In the last year and a half, the Pediatric Department has:

• hired a Community Program Associate, Penelope Strater, who holds a Masters of Education degree and administers the clinical faculty program,

• developed a Clinical Faculty Committee consisting of six full-time and six clinical faculty members, and

• re-designed the Clinical Faculty criteria for appointment, continuation and promotion of clinical faculty, to now include both quantitative and qualitative experience in pediatric medical education.

Our next step forward is to develop a faculty education program for the Pediatric Clinical Faculty Program.

Preliminary Needs Assessment

One of the strengths of the University of Minnesota Pediatric Residency Program is the large support from pediatricians in the community. They provide precepting in the setting of a continuity clinic along with other ambulatory experiences. Over 60% of our pediatric residents are assigned to a pediatrician in the community for their continuity clinic experience. This totals 44 preceptors in the community for this important longitudinal clinical experience during pediatric residency training. Our goal is to provide more formal guidance to the preceptors improving their teaching skills (teaching the teachers), further enhancing the relationship between the preceptor and resident, and providing better uniformity of the clinical experience in continuity clinic for all residents.

The Pediatric Department at the University of Minnesota considers clinical faculty development a top priority to maintain excellence in pediatric ambulatory education. We recognize the need to seek our avenues of support for this project in clinical faculty development. By being a pilot team, we can bring increased support to a large number of clinical faculty. This will assure improved exposure to the full breadth of pediatrics to the large number of medical students (300) and pediatric residents (120).

Proposed Implementation

Our goal is to bring the project to the preceptors in the community. We will utilize those recognized for their excellence in teaching to provide modeling and observations of teaching. We will also utilize the Office of Education Resources, Evaluation and Research, headed by Ilene Harris, Ph.D., in developing traveling education workshops and seminars. Other ideas include production of instructional videos and recruitment videos, as well as faculty roundtable sessions with new and experienced preceptors.

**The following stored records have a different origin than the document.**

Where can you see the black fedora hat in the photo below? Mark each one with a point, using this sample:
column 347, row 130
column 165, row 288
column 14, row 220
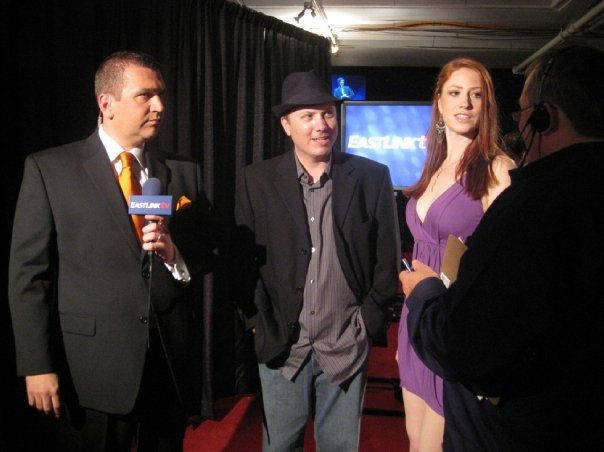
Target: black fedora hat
column 302, row 89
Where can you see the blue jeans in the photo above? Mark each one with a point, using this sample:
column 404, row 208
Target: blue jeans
column 288, row 404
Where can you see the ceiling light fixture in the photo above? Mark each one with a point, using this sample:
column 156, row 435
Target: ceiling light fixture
column 316, row 10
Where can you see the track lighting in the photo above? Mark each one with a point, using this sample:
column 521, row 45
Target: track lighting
column 317, row 19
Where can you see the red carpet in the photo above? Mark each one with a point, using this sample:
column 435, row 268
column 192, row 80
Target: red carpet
column 382, row 426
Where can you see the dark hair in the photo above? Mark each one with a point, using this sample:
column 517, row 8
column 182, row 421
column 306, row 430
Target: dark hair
column 479, row 155
column 109, row 75
column 571, row 79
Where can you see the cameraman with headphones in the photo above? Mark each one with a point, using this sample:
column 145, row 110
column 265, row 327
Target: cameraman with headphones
column 522, row 327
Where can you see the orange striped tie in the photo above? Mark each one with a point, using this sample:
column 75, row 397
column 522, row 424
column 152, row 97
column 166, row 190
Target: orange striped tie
column 131, row 186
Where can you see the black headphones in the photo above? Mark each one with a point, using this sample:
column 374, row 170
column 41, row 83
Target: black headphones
column 539, row 120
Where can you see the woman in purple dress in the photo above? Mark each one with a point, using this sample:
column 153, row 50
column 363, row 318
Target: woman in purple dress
column 466, row 168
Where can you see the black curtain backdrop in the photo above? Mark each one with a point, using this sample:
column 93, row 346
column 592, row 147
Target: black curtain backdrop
column 223, row 65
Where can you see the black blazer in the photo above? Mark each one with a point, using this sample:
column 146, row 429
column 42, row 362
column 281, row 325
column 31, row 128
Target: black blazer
column 73, row 240
column 271, row 218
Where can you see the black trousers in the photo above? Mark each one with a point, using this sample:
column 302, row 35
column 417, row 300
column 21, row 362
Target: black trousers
column 156, row 424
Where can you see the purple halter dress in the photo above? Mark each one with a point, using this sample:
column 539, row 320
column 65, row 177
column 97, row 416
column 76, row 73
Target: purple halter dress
column 453, row 212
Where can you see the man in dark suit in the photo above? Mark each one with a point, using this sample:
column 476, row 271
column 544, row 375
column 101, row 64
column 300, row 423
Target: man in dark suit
column 322, row 251
column 518, row 337
column 122, row 304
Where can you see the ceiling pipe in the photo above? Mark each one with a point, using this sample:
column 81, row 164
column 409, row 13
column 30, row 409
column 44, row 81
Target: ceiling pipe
column 568, row 32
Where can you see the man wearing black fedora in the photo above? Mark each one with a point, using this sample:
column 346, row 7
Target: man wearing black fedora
column 321, row 261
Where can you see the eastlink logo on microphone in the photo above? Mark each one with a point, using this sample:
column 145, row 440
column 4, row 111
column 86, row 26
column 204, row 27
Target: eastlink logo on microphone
column 150, row 205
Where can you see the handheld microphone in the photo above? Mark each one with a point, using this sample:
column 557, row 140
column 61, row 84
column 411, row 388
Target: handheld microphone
column 150, row 202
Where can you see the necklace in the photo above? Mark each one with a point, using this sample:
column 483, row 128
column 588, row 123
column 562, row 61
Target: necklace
column 437, row 174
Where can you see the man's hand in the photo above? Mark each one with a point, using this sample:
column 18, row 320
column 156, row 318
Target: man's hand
column 410, row 279
column 43, row 393
column 156, row 238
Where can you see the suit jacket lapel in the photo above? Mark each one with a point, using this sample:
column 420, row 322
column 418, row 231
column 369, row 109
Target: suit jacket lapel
column 98, row 168
column 345, row 182
column 288, row 188
column 156, row 168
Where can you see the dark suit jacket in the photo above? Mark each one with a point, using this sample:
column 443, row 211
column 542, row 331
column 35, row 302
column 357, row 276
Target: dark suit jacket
column 270, row 212
column 523, row 321
column 74, row 252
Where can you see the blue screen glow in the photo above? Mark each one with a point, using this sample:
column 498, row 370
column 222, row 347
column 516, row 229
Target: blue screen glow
column 392, row 133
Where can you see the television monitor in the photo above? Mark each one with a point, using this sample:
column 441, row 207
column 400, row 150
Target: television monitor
column 392, row 133
column 353, row 87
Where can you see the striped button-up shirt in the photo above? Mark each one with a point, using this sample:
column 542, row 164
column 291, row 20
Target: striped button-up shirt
column 331, row 326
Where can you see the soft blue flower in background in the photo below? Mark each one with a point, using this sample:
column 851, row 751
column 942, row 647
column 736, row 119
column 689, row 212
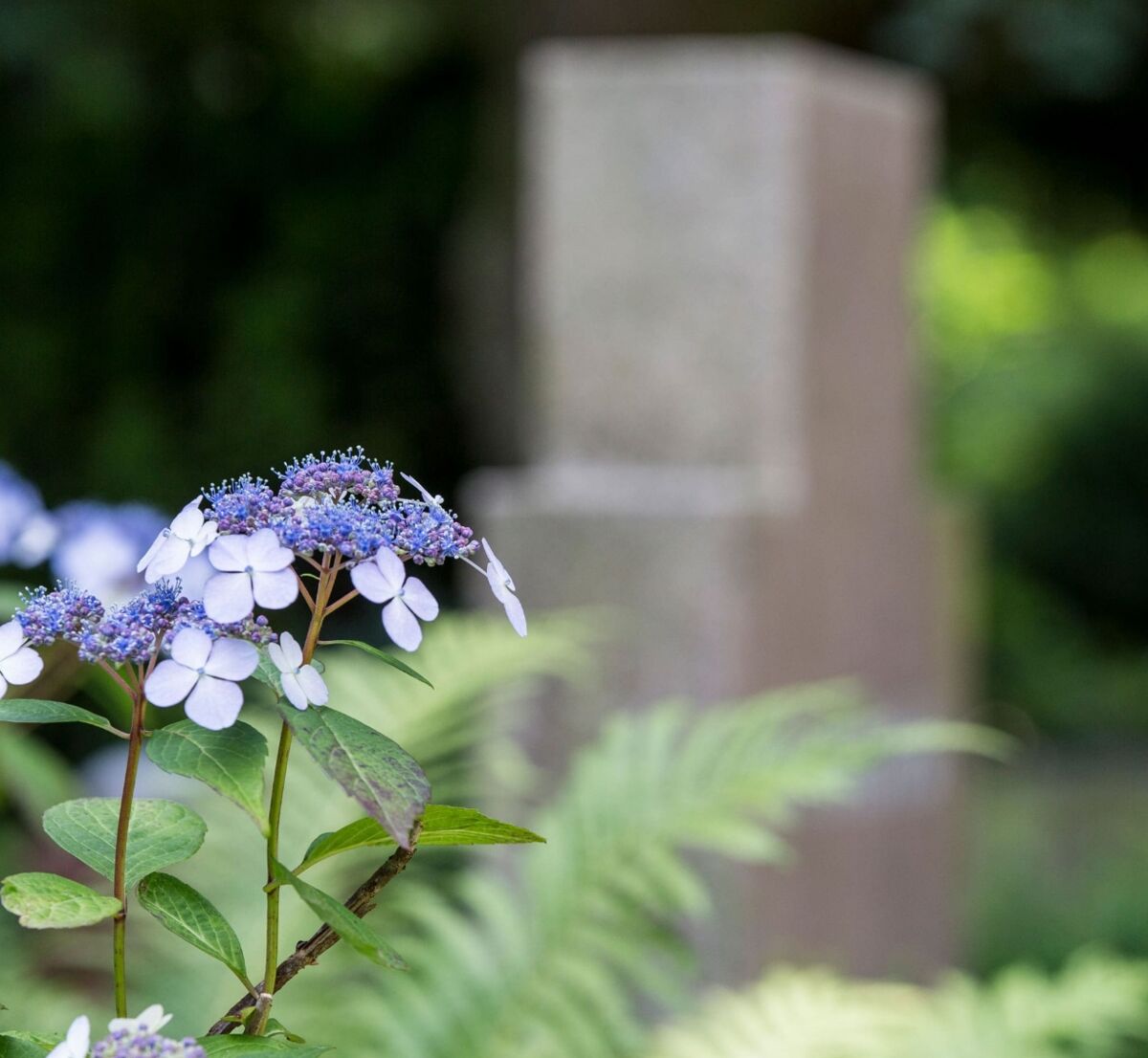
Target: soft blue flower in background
column 100, row 545
column 92, row 545
column 127, row 1038
column 76, row 1044
column 28, row 533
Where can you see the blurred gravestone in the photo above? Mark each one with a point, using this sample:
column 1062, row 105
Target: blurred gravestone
column 723, row 438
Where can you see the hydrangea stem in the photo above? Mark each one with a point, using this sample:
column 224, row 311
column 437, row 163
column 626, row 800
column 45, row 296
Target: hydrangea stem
column 120, row 923
column 328, row 571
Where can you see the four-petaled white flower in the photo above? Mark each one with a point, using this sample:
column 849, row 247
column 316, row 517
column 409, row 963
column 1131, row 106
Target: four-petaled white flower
column 384, row 580
column 77, row 1041
column 206, row 672
column 188, row 535
column 152, row 1021
column 254, row 568
column 18, row 663
column 503, row 586
column 302, row 683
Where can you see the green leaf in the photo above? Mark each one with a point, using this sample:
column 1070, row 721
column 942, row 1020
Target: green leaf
column 51, row 902
column 350, row 927
column 33, row 711
column 441, row 826
column 230, row 760
column 258, row 1047
column 383, row 655
column 276, row 1027
column 160, row 833
column 20, row 1046
column 374, row 770
column 193, row 918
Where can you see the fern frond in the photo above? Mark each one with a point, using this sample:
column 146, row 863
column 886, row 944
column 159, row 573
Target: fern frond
column 555, row 965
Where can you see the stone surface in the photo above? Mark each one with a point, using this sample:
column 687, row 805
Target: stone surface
column 721, row 396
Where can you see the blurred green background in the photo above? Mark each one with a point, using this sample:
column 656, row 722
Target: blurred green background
column 234, row 231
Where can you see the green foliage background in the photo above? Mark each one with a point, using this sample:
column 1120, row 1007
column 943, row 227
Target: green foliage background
column 228, row 230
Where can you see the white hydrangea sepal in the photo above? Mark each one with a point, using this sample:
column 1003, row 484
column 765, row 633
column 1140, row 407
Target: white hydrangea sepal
column 18, row 662
column 502, row 585
column 406, row 599
column 302, row 683
column 77, row 1042
column 253, row 569
column 205, row 674
column 187, row 537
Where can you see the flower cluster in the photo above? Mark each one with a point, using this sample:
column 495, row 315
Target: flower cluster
column 127, row 1038
column 343, row 504
column 339, row 504
column 129, row 633
column 342, row 507
column 339, row 475
column 66, row 613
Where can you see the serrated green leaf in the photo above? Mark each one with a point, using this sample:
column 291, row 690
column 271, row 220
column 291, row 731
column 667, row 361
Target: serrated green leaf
column 350, row 927
column 442, row 824
column 370, row 766
column 21, row 1046
column 51, row 902
column 34, row 711
column 383, row 655
column 259, row 1047
column 230, row 760
column 160, row 833
column 192, row 917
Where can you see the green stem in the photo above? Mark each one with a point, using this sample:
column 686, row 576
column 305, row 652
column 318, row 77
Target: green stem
column 120, row 923
column 278, row 782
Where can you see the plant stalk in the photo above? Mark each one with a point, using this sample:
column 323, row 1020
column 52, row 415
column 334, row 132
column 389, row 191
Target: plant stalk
column 120, row 923
column 307, row 953
column 328, row 571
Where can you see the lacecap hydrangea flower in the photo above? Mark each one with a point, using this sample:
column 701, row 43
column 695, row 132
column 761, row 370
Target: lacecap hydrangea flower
column 339, row 509
column 127, row 1038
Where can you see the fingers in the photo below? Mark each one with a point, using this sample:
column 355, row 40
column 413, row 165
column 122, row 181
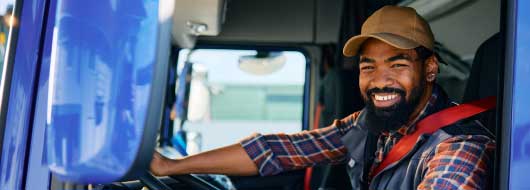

The department has already implemented changes to help support this project. We have outfitted and on-line universal evaluation system throughout the community for the pediatric residency program that allows timely evaluations of all clinical experiences along with evaluation of resident performance. This will help facilitate tracking of the outcomes of our faculty development project.

It is imperative that ambulatory education continue to be expanded. Our department continues to benefit from the involvement of the community pediatricians. Hence, creating faculty development is vital to our need for ongoing expansion of the pediatric ambulatory experiences.

Our faculty development team currently consists of James Moller, M.D., Department Chair and Director of Medical Student Education; Penelope Strater, M.Ed., Community Program Associate and Administrator of the Faculty Development project; Julie Hauer, M.D., Pediatric Residency Program Director; Arnold London, M.D., Co-Chair of the Clinical Faculty Committee and Clinical Associate Professor; and Tom Nevins, M.D., Professor and Full-Time Faculty Development Coordinator.